Kuala Lumpur – Aset Malaysia dikhawatirkan terancam secara global karena ahli waris sultan yang merupakan warga negara Filipina mencoba klaim aset senilai USD14,9 miliar yang ada di seluruh dunia. Meskipun begitu, kasus ini masih dihentikan sementara oleh pihak pengadilan Prancis.
Ahli waris Malaysia asal Filipina dikatakan sebagai penerus Sultan Sulu, yang berperan dalam kesepakatan kolonial pada tahun 1878 dengan perusahaan perdagangan Inggris untuk mengeksploitasi sumber daya di wilayahnya. Ahli waris kesultanan abad ke-19 ini berusaha merebut aset pemerintah Malaysia di seluruh dunia.
Perebutan aset ini bertujuan menegakkan putusan arbitrase senilai USD14,9 miliar yang mereka menangkan terhadap negara asia Tenggara itu. Meskipun begitu, kasus tersebut masih dihentikan sementara oleh pengadilan Prancis.

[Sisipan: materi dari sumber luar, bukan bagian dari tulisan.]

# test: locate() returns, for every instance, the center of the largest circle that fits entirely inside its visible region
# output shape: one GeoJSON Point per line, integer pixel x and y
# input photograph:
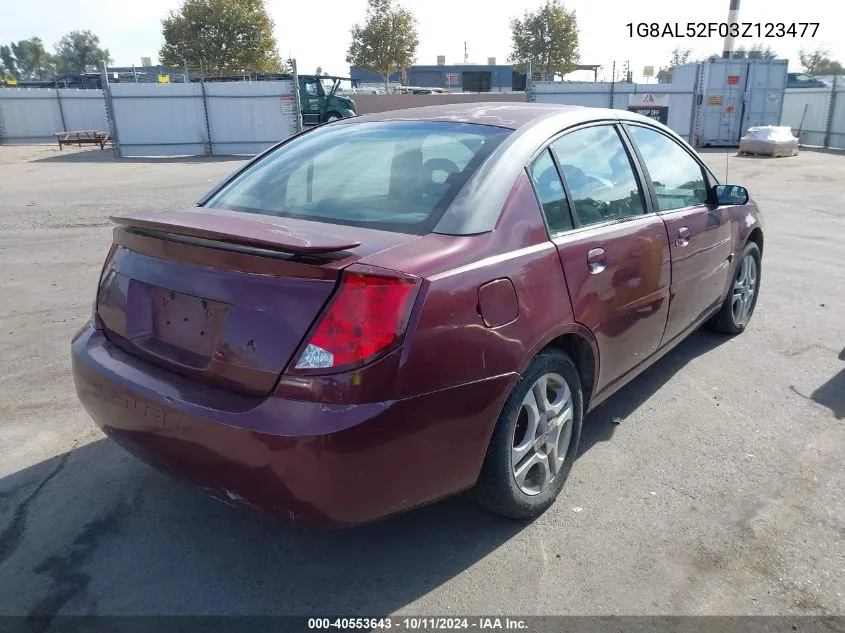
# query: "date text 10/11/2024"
{"type": "Point", "coordinates": [418, 623]}
{"type": "Point", "coordinates": [722, 29]}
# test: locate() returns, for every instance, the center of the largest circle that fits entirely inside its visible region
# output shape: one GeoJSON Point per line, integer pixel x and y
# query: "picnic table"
{"type": "Point", "coordinates": [88, 137]}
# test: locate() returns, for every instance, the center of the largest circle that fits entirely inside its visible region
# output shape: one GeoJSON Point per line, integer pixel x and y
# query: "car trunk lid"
{"type": "Point", "coordinates": [221, 296]}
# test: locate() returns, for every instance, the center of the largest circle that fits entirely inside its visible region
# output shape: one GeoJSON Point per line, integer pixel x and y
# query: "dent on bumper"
{"type": "Point", "coordinates": [305, 461]}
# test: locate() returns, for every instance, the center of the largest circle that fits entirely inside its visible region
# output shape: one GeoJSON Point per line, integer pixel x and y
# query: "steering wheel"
{"type": "Point", "coordinates": [441, 164]}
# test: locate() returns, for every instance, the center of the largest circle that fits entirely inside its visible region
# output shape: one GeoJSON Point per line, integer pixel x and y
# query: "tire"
{"type": "Point", "coordinates": [738, 307]}
{"type": "Point", "coordinates": [498, 488]}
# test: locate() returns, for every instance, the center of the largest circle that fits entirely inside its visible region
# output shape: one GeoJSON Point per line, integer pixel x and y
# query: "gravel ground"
{"type": "Point", "coordinates": [721, 492]}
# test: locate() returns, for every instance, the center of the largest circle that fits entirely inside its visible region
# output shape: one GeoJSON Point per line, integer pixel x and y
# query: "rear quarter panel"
{"type": "Point", "coordinates": [448, 342]}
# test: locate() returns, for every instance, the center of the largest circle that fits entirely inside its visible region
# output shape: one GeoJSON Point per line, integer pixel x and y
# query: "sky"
{"type": "Point", "coordinates": [317, 34]}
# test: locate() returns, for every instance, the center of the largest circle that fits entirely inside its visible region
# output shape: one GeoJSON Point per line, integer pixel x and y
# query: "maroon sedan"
{"type": "Point", "coordinates": [394, 308]}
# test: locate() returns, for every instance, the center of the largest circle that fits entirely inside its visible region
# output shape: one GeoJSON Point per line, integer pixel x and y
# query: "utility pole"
{"type": "Point", "coordinates": [733, 15]}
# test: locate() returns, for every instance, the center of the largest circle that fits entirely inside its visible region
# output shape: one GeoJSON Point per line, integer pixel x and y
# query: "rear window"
{"type": "Point", "coordinates": [389, 175]}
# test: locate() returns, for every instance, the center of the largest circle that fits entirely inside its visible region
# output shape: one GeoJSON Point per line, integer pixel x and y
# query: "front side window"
{"type": "Point", "coordinates": [677, 177]}
{"type": "Point", "coordinates": [388, 175]}
{"type": "Point", "coordinates": [599, 174]}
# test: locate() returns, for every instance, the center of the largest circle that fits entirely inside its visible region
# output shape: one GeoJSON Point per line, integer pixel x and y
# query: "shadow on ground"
{"type": "Point", "coordinates": [832, 393]}
{"type": "Point", "coordinates": [75, 155]}
{"type": "Point", "coordinates": [599, 425]}
{"type": "Point", "coordinates": [94, 531]}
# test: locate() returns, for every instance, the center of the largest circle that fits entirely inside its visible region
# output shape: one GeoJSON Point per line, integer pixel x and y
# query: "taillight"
{"type": "Point", "coordinates": [367, 317]}
{"type": "Point", "coordinates": [103, 270]}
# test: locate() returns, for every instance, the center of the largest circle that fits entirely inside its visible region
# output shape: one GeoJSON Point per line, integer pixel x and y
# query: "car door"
{"type": "Point", "coordinates": [699, 232]}
{"type": "Point", "coordinates": [614, 251]}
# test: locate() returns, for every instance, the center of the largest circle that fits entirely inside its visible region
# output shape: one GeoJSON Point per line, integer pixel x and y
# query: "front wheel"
{"type": "Point", "coordinates": [739, 305]}
{"type": "Point", "coordinates": [535, 440]}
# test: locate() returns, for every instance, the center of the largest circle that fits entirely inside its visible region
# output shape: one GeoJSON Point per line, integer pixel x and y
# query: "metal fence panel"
{"type": "Point", "coordinates": [816, 101]}
{"type": "Point", "coordinates": [619, 96]}
{"type": "Point", "coordinates": [836, 123]}
{"type": "Point", "coordinates": [159, 119]}
{"type": "Point", "coordinates": [83, 109]}
{"type": "Point", "coordinates": [28, 115]}
{"type": "Point", "coordinates": [248, 117]}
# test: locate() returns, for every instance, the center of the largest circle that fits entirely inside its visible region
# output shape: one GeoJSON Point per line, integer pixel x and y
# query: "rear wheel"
{"type": "Point", "coordinates": [739, 305]}
{"type": "Point", "coordinates": [535, 440]}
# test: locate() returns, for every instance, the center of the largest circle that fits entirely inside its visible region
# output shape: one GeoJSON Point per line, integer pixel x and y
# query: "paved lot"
{"type": "Point", "coordinates": [721, 492]}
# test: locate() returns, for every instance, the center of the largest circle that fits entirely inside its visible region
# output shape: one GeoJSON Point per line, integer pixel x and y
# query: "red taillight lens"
{"type": "Point", "coordinates": [368, 316]}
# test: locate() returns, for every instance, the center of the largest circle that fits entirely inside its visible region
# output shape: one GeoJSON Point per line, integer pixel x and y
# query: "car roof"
{"type": "Point", "coordinates": [512, 115]}
{"type": "Point", "coordinates": [506, 114]}
{"type": "Point", "coordinates": [478, 205]}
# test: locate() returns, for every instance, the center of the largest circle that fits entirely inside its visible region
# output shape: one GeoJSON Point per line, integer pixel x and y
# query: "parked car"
{"type": "Point", "coordinates": [803, 80]}
{"type": "Point", "coordinates": [394, 308]}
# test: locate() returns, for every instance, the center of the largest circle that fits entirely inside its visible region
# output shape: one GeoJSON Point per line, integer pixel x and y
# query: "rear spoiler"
{"type": "Point", "coordinates": [237, 228]}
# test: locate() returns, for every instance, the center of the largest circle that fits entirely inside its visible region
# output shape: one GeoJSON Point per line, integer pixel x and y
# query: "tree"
{"type": "Point", "coordinates": [79, 49]}
{"type": "Point", "coordinates": [27, 59]}
{"type": "Point", "coordinates": [680, 56]}
{"type": "Point", "coordinates": [758, 51]}
{"type": "Point", "coordinates": [222, 37]}
{"type": "Point", "coordinates": [386, 42]}
{"type": "Point", "coordinates": [548, 38]}
{"type": "Point", "coordinates": [819, 63]}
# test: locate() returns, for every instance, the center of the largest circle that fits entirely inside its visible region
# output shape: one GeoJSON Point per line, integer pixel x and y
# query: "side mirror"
{"type": "Point", "coordinates": [730, 194]}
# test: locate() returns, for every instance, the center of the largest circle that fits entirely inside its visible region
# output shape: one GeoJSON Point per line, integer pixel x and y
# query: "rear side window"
{"type": "Point", "coordinates": [389, 175]}
{"type": "Point", "coordinates": [550, 191]}
{"type": "Point", "coordinates": [599, 174]}
{"type": "Point", "coordinates": [677, 177]}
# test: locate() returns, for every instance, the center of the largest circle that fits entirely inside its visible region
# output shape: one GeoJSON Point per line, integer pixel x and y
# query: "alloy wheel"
{"type": "Point", "coordinates": [744, 288]}
{"type": "Point", "coordinates": [542, 434]}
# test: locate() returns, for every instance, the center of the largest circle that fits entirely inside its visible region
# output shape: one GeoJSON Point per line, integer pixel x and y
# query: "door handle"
{"type": "Point", "coordinates": [596, 260]}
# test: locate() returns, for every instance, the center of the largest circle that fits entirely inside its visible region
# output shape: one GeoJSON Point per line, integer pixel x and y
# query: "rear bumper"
{"type": "Point", "coordinates": [307, 462]}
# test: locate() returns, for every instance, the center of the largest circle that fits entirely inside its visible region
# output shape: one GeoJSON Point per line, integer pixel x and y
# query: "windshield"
{"type": "Point", "coordinates": [388, 175]}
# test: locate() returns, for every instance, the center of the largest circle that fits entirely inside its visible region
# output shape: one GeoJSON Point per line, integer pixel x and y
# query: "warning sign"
{"type": "Point", "coordinates": [654, 106]}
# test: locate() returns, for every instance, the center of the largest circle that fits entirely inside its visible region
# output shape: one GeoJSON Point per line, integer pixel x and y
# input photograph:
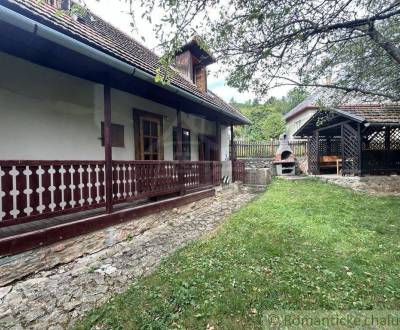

Pengadilan arbitrase Prancis pada bulan Februari 2022 telah memerintahkan Malaysia untuk membayar sejumlah uang kepada keturunan Sultan Sulu terakhir, untuk menyelesaikan perselisihan mengenai kesepakatan tanah era kolonial. Namun, Malaysia mengatakan pada hari Rabu (13/7), bahwa Pengadilan Banding Paris telah ‘mempertahankan’ keputusan tersebut setelah menemukan bahwa penegakan penghargaan dapat melanggar kedaulatan negara.
“Penangguhan itu akan mencegah putusan pemberian aset untuk ditegakkan karena Malaysia berupaya mengesampingkan putusan itu,” kata Menteri Hukum Malaysia Wan Junaidi Tuanku Jaafar kepada jurnalis South China Morning Post. “Malaysia sebelumnya tidak berpartisipasi dalam arbitrase.”
Pengacara penggugat, bagaimanapun, putusan Februari tetap dapat ditegakkan. Putusan dapat ditegakkan secara hukum di luar Prancis melalui Konvensi New York, sebuah perjanjian pbb tentang arbitrase internasional yang diakui di 170 negara.
“Menunda penegakan hukum lokal tampaknya bisa menghibur pemerintah Malaysia sementara waktu,” kata Paul Cohen, penasihat ahli waris dari firma hukum 4-5 Gray’s Inn Square di London. “Namun, itu tidak berlaku untuk 169 aset lainnya.”
Ahli waris mengklaim sebagai penerus kepentingan Sultan Sulu terakhir, yang menandatangani kesepakatan pada tahun 1878 dengan perusahaan perdagangan Inggris untuk eksploitasi sumber daya di wilayah di bawah kendalinya. Itu termasuk negara bagian Malaysia yang kaya minyak dan Sabah, di ujung utara Kalimantan.
“Dengan beberapa pengecualian, seperti tempat diplomatik, setiap aset milik pemerintah Malaysia di negara-negara pihak pada konvensi PBB memenuhi syarat untuk diklaim ahli waris asal Filipina,” kata pengacara ahli waris Elisabeth Mason.
Malaysia mengambil alih pengaturan setelah kemerdekaan dari Inggris, setiap tahun membayar sejumlah uang kepada ahli waris, yang merupakan warga negara Filipina. Namun, pembayaran dihentikan pada tahun 2013, dengan Malaysia berargumen bahwa tidak ada orang lain yang memiliki hak atas Sabah, yang merupakan bagian dari wilayahnya.
Para penggugat pekan lalu bergerak untuk menyita dua unit perusahaan minyak negara Malaysia Petronas yang berbasis di Luksemburg sebagai bagian dari upaya untuk menegakkan pengklaiman aset. Petronas, yang menggambarkan penyitaan itu sebagai ‘tidak berdasar,’ mengatakan akan mempertahankan posisi hukumnya dan menambahkan bahwa unit tersebut telah mendivestasikan aset mereka.
“Unit itu sekarang berada di bawah kendali petugas pengadilan di Luksemburg, menunggu banding dari Petronas terhadap penyitaan,” kata Mason. “Kami mencatat deskripsi Petronas tentang transaksi tertentu, dan kami mencatat pernyataan mereka bahwa transaksi itu selesai. Kami akan menemukan gambaran lengkap dari semua aset pada waktunya.”